Getting validation and empathy from others is very helpful too since it's something I've lacked for a big part of my life. I was taught to despise myself and so that's my automatic response still sometimes.
Singing is great since it's giving me vibrations in my body which is scientifically proved to help one heal from trauma. So I sing online karaoke now and then.
Painting /writing poetry / exercise and naps is some other coping methods I find helps me.
If by episode you mean a flashback, it depends. There's two types of flashback, visual and emotional. The visual one is hard to miss, it's the one you see portrayed in movies, fireworks and someone gets images of gunshots in a war etc.
Emotional flashbacks are the tricky bastards. Because they only leave you a sudden feeling. With no clue to why. And they can crawl around in the background and camouflage really well. So, I can sit at home in my couch and suddenly I feel tensed up, on guard, scared, threatened. From absolutely no where. It can go on four hours. Days sometimes.
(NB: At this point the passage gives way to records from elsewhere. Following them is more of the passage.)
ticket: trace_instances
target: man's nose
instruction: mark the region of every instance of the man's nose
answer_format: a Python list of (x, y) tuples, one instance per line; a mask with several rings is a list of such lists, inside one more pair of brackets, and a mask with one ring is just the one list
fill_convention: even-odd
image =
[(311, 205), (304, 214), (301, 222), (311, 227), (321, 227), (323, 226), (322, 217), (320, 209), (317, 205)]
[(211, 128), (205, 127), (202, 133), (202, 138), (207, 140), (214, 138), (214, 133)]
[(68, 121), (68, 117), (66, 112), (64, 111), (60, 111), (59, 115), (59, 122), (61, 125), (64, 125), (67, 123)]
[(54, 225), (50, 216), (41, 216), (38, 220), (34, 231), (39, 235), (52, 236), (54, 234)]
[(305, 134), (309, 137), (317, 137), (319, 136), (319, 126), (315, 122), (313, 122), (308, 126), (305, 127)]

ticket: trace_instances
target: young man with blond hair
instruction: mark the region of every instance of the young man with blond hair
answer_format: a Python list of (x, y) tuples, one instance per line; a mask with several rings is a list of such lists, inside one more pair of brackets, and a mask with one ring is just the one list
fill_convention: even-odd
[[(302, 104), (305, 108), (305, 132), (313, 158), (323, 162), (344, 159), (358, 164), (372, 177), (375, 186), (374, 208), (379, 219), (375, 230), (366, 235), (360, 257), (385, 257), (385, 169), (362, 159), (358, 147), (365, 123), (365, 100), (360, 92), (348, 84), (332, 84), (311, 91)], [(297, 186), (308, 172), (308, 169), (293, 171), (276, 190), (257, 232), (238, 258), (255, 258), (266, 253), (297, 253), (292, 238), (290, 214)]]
And sometimes I myself don't even recognition it happening. Because of dissociation. But my surroundings does. They notice I'm off or acting different.
And sometimes just feeling those reactions scares me. Which leads to one of the four automatic defense reactions:
Fight, Flight, Fawn or Freeze. Fight - Anger. Aggression. Attack.
Flight - Hide. Run. Escape.
Fawn - I just do what someone tells me to do as if I'm a robot.
Freeze - Panic attack. Physical and or emotional paralysis. Muted. Staring at a wall. Can't move or speak.